Si la Fiscalía Federal, el jefe de los esbirros de aquí y la policía política no están decididos a liquidarnos ahora, antes del proceso, debería ser posible obtener el traslado -y si lo están- con más razón todavía. Y aún más: presenta una denuncia por lesiones contra el director de la prisión sería, sin discusión, una cosa justa». Algún tiempo después afirmaba: «El problema que ellos tienen con nosotros es que nuestra conciencia política, cuyo contenido es colectividad, es nuestra identidad, entonces ellos no pueden arrancárnosla por medio del aislamiento, sin matarnos. Pero tú no tienes el derecho de dejarnos -¿por cuánto tiempo aún?- a la merced de estas marranadas. Y no deberías confiar en su impresión de que el Tribunal Federal no tiene interés actualmente en matar.
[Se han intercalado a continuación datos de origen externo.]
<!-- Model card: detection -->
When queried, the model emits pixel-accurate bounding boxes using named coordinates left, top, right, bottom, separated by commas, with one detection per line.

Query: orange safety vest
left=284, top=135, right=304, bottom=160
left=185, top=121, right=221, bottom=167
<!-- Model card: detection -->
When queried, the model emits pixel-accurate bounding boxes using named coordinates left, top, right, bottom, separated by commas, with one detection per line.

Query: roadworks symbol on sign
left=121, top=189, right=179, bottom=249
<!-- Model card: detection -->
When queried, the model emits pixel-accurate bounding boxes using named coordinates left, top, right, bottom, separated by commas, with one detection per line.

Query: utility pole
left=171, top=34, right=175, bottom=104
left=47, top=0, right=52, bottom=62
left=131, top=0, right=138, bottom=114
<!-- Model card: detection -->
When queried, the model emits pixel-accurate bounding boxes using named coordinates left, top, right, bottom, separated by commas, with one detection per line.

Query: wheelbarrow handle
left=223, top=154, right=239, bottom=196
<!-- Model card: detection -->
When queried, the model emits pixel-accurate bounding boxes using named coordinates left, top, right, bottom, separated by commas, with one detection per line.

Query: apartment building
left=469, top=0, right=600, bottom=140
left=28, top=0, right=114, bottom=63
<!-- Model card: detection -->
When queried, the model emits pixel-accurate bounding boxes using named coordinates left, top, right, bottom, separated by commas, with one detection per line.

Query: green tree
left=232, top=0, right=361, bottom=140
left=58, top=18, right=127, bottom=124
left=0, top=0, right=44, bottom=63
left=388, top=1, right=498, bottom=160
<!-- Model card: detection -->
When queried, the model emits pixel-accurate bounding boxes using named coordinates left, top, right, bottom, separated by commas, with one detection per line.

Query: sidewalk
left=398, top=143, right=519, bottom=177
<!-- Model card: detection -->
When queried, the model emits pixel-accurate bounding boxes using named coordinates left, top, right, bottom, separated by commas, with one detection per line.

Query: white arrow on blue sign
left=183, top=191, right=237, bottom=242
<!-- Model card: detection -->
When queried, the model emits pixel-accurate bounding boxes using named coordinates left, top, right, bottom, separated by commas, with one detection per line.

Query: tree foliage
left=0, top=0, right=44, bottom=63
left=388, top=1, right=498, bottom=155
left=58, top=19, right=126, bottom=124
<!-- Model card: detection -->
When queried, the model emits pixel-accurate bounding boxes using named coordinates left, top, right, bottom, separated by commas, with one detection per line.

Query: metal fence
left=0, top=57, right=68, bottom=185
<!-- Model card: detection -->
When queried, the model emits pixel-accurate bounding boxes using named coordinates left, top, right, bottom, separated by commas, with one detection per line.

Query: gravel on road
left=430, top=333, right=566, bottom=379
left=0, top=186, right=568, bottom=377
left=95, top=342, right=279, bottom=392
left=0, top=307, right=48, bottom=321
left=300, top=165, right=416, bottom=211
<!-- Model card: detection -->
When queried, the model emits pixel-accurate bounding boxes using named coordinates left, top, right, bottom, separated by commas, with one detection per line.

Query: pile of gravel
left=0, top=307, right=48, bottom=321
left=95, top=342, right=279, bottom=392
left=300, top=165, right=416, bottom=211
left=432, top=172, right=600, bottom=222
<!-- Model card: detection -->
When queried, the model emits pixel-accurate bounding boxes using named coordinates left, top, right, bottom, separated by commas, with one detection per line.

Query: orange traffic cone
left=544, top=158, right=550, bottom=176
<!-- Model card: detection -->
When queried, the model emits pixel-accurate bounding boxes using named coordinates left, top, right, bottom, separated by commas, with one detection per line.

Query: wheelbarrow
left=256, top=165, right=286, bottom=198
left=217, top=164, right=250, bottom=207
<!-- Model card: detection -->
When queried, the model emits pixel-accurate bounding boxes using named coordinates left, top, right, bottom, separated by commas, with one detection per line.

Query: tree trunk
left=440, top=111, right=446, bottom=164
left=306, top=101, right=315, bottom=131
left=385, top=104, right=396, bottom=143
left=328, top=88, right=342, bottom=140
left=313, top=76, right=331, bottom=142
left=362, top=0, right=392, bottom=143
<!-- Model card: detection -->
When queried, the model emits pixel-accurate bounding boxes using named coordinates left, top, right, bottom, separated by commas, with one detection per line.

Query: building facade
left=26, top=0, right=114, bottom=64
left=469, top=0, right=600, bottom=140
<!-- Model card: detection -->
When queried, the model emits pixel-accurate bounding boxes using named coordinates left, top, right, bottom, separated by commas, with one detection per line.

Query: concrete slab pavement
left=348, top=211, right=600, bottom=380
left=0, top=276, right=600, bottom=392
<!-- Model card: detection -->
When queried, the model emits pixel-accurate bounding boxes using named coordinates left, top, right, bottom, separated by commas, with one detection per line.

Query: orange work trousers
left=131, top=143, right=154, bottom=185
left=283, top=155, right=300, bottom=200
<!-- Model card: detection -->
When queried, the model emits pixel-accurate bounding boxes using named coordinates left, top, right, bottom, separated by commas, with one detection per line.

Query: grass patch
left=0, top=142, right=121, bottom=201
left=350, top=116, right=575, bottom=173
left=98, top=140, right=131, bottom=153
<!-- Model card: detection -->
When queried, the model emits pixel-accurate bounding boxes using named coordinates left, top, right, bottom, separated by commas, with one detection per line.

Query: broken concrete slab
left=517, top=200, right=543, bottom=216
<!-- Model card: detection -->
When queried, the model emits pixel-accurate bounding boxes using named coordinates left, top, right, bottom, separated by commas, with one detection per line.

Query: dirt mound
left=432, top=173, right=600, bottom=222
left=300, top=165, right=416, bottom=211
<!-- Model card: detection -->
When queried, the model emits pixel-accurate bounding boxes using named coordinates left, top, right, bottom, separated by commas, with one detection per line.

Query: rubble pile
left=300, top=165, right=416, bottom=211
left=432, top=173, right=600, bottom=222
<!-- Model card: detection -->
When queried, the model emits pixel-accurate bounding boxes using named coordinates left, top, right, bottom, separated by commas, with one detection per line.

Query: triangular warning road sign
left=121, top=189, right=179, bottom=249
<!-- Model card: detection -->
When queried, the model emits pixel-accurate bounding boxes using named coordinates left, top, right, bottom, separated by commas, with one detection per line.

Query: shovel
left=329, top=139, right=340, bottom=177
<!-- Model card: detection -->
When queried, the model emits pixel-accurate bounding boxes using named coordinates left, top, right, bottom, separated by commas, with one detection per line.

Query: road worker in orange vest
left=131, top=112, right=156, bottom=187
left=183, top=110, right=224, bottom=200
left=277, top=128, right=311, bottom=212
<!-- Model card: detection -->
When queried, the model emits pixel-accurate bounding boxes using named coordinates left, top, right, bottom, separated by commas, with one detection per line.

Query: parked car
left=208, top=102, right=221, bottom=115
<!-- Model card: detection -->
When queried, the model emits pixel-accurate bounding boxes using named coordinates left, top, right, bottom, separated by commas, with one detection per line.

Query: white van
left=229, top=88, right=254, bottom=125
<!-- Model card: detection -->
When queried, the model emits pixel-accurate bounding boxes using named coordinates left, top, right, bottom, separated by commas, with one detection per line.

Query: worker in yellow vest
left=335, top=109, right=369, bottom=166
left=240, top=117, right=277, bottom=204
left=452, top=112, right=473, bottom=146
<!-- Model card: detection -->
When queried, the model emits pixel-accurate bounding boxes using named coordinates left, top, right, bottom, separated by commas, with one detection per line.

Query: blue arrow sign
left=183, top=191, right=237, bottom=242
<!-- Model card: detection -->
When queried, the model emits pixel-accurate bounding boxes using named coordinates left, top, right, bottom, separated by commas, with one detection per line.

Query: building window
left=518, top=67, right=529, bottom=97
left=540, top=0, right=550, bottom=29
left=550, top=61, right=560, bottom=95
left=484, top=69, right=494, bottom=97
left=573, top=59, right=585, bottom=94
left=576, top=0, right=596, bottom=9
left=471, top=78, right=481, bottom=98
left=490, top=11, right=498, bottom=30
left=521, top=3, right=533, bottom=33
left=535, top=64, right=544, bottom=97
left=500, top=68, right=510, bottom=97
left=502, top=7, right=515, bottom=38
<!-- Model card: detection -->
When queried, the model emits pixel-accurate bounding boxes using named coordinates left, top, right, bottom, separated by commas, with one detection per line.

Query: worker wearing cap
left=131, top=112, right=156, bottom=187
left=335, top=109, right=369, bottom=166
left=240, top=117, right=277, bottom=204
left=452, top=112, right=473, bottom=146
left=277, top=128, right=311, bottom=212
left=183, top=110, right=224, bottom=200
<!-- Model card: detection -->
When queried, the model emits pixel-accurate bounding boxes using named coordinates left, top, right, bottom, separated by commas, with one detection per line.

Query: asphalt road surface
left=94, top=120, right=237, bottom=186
Entonces, ¡ACTUA!»
Las sucesivas huelgas de hambre de los presos alemanes impiden, una y otra vez, que el aislamiento se mantenga de forma continuada.
Así era Ulrike Meinhof, una mujer que no pudo ser reducida por la tortura del aislamiento; una mujer que en 1976, días antes de su asesinato, preparaba minuciosamente en su celda, el juicio que se iba a celebrar en Stammhein contra varios miembros de la RAF. Un juicio que apuntaba al desenmascaramiento de ciertas personalidades políticas y sindicales; Ulrike quería demostrar, a lo largo del proceso, la existencia de relaciones entre el líder de la socialdemocracia alemana, Willy Brandt, con la CIA y, además, quería citar a Brandt como testigo.
El hecho de la celebración del juicio, en sí mismo, era ya una viva denuncia de la imagen de la Alemania Federal en el plano internacional. Y ello, porque con este proceso, saltaban a la luz pública las condiciones de detención de los presos políticos y las leyes especiales que limitaban el derecho de defensa. Tanto es así que la Comisión Internacional de Juristas, sita en Ginebra, en un informe publicado en diciembre de 1975, calificó a la RFA, a nivel de Estado, como el de Chile, la India, Indonesia, Rodhesia y la España franquista; y ello, según las propias declaraciones de la Comisión, «a causa de la legislación que limita los derechos de defensa, y de la cual no se encuentra ejemplo alguno en ningún sistema de derecho». El citado informe hacía alusión a la «lex RAF», ley de excepción votada justo antes del proceso de Stammhein, por la cual una defensa política y colectiva se niega a partir del año 75.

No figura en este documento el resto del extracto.